Nozbone à Paris, Wall Street à Lyon, Zeropolis à Lille, sont plus que de simples magasins de skate mais de véritables points d’ancrage pour tout un monde qui gravite autour du skateboard. Alexis Papadopoulos l’explique : « C‘est le lieu de rendez-vous, t’as les deux gars du crew qui skatent super bien, t’en as un qui va faire des photos, t’as l’autre qui va faire de la vidéo, le dernier est à fond dans la musique, etc. » Le skate et sa culture favorisent largement les carrières artistiques, ou alors ce sont les skateurs qui sont créatifs. « Lomepal, Antoine quand il était minot il passait à Nozbone, il skatait, et maintenant il a une carrière de fou devant lui. Mouss, qui est sponsorisé par le shop, c’est aussi le batteur de Bagarre… » Les skateshops et les petites marques doivent être des sanctuaires inviolables. Pour Erik Bragg, « Si tu arrives dans un shop et que tu te prends pour le mec le plus cool, on te fera vite comprendre que ce n’est pas le cas. Le skateshop apporte aussi de l’humilité, certains skateurs sur Instagram n’ont pas les codes de la communauté et ne savent pas comment se comporter quand ils croisent d’autres skateurs. » Des voix fortes ont toujours su donner les grandes lignes de ce que devait être le skate, comme celle, perdue récemment, du mythique rédacteur en chef de Thrasher Magazine, Jake Phelps, décédé en mars dernier. En plus de 30 ans d’activité, cet énergumène furieusement passionné a largement contribué à favoriser un skateboard punk, fidèle à ses origines, à séparer les Miles Davis du skate des PNL en trottinette. Jake Phelps.

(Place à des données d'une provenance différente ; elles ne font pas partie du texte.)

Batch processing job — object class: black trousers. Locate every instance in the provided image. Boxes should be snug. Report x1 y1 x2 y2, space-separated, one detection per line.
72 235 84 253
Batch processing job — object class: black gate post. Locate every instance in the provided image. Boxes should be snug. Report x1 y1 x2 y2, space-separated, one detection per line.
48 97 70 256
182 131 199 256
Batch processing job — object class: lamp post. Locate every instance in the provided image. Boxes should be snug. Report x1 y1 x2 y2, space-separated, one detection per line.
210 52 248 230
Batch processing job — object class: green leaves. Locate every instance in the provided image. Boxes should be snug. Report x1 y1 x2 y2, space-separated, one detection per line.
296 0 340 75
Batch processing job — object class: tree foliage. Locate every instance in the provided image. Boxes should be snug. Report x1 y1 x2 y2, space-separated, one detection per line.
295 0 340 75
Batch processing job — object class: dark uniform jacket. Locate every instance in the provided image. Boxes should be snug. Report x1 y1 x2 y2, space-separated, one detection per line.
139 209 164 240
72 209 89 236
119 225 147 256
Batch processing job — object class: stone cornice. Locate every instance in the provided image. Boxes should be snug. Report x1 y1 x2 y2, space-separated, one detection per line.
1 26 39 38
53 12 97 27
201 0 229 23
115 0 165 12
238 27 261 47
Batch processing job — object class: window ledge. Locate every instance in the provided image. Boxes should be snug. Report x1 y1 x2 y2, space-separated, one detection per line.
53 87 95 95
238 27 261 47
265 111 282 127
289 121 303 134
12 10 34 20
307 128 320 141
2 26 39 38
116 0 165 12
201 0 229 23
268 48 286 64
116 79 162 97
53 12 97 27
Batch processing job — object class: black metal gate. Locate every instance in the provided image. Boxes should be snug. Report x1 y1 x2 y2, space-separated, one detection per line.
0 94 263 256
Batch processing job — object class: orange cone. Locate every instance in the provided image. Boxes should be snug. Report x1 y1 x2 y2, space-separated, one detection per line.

« LE SKATE, CE N’EST PAS FAIT POUR ÊTRE DANS UN GYMNASE » Alexis Papadopoulos
UNIFORME ET VOMI
L’étiquette olympique reverdira-t-elle l’image du skate ? La scène française et européenne n’a-t-elle, pas besoin de reverdir son image. « A une époque, c’était les Ricains qui menaient la danse. Ça fait 5 ou 6 ans qu’ils ne font que regarder du côté de l’Europe pour s’inspirer » explique Alexis Papadopoulos. Magenta, Polar, Palace… ces marques européennes arrivées il y a quelques années, ont apporté un côté plus underground, des shapes différentes, des graphiques chiadés, des skateurs originaux. « Les Ricains s’étaient un peu endormis, Girl, Baker, Real… même graphiquement, c’est du logo sur une board, basta. » Aux JO aussi les skateurs français inspirent. Depuis le début de l’année et les premières compétitions qualificatives, le Team France est l’un des premiers à bénéficier de tenues d’équipe. Des uniformes dans le skate ? « Quand on nous l’a donnée, on s’est dit qu’on allait se faire cracher dessus. En France, ça n’a pas plu à beaucoup de gens. Mais aux US ou dans d’autres pays, des skateurs pros comme Torey Pudwill ou Ishod Wair, des anciens Skater Of The Year qui ont énormément de renommé dans le skate, c’est les premiers qui sont venus nous voir en nous disant, “putain, vous avez trop de chance, ils sont trop bien vos trucs’’ » explique Vincent Milou. Le Team USA compte parmi les meilleurs skateurs, mais c’est bien le Team France qui est le plus soudé. « Il y a des rideurs d’autres pays qui sont jaloux de nous voir toujours tous ensemble. Le Team USA ils sont chacun de leur côté » explique Charlotte Hym, skateuse du Team France.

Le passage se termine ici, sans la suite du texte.